I assume this is a parody of other visual novels, but the excellent translation and editing make it hard to tell this early.  If I survive the experience, I’ll be back with my impressions.

PigeoNation’s Hatoful Boyfriend is currently available on Windows and Mac.

Moacube’s Cinders Impressions and Review

In honor of it now being available on Steam, I revisited Moacube’s Cinders.

  • Basic Premise: Shape Cinderella’s character, attitude, and reactions to her upbringing and choose how she escapes. The many character trait and action choices that actually impact the story’s end make this visual novel stand out. I’ve played through it several times and still have not found all the paths.

  • Music: Most visual novels’ and sims’ soundtracks have me hunting for the mute button, but this one is gorgeous.
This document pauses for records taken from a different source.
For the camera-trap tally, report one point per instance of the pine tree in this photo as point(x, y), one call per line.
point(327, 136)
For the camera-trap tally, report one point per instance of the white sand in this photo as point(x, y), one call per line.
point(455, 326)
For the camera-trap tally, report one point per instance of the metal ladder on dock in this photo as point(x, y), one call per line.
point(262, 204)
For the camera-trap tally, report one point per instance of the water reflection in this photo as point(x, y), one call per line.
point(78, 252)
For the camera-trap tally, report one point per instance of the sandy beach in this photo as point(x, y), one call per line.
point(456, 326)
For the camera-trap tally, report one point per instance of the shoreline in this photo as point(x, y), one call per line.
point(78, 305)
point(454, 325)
You can download the soundtrack here.

  • Visuals: Gracjana Zielinska’s art has a detailed, ethereal quality without becoming prissy or cutesy.  It’s beautiful.  I’m so pleased she’s returning for Solstice.

  • Programming: I appreciate the ability to quickly skip through already viewed scenes with one button press.  All visual novels should implement this.

  • Writing:

    • *thunk*

    • *thunk*

    • *thunk*

    • That noise, dear friend, is the characters’ dialog and the insights into their behavior being delivered with all the subtlety of a frying pan to the back of the skull. The reader is never left to infer anything. Cinders’ inner monologue or other characters will spell it out. During the first long conversation between Cinders and Sophia, they tell their back-story and motivations to one another without the reservation and self-protection that the back-story would naturally have bred.
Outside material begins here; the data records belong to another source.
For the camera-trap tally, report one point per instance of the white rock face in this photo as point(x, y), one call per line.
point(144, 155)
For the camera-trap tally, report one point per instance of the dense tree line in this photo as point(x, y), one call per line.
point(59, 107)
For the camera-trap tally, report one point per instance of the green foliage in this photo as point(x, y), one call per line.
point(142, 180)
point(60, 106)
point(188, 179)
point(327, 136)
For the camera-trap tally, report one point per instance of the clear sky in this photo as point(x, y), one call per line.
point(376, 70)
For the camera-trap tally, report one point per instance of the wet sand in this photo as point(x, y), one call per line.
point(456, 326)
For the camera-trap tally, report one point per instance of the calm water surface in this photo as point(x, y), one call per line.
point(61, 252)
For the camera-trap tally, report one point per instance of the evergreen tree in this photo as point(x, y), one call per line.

    • It drove me crazy until I remembered Dostoevsky’s The Brothers Karamazov. Yes, the two works don’t seem to have much in common but bear with me. Like Karazmov, Cinders uses characters to represent a consistent type of person rather than how you and I would interact on a day-to-day basis. Once you go with it, they both deliver a good story and observations on human nature.

    • Boom. A 2012 visual novel saved by Dostoevsky.
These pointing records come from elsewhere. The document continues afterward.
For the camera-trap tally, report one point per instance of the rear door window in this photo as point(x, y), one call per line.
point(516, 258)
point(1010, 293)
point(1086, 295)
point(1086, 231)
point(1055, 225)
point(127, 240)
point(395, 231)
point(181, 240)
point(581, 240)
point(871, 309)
  • Writing: The banter between characters usually makes me smirk (Sophia and Gloria should have their own spin-off). The only exception is the romantic dialog. Excuse me for a moment, game, while I fetch some nachos to go with all this cheese. Fortunately, the game has many endings with no romance whatsoever.

  • Writing: The grammar, spelling, and word choice are nearly perfect. Kudos to the editor.

  • Female Characters: The writers clearly spent more of their effort developing the women. Cinders, Carmosa, Gloria, Sophia, and Madame Ghede all have distinct personalities and goals. Sophia’s snark is always welcome: “The only things missing from this picture is holding hands and singing. And dancing. Possibly in circles. In the middle of a flowery meadow. I think I might throw up.” I want an ending in which she and Cinders escape together.

  • Male Characters: The men aren’t bad, but they lack the depth and care the women received. I won’t dwell on them (particularly since the developer has already addressed this), but here’s a brief run-down.

    • Tobias: A childhood friend who tends to deliver motivation speaker advice with the aforementioned frying pan; I want to like you, Toby, but you have to stop thwacking me over the head.

    • Perrault: A guard captain caught between duty and ethics, he is my favorite of the three.

    • Prince Basile: The least developed of the three, though the conversations between him and Perrault are good. He and Cinders discuss Levia Malich’s work in a scene ripped straight from Ever After, but other than that I enjoy their interactions.

Bottom Line: I recommend this to anyone (not just women) who wants a strong, competent protagonist and enjoys tinkering to discover different endings. If you happen to have a snarky sense of humor, even better.

Moacube’s Cinders is available on PC and Mac.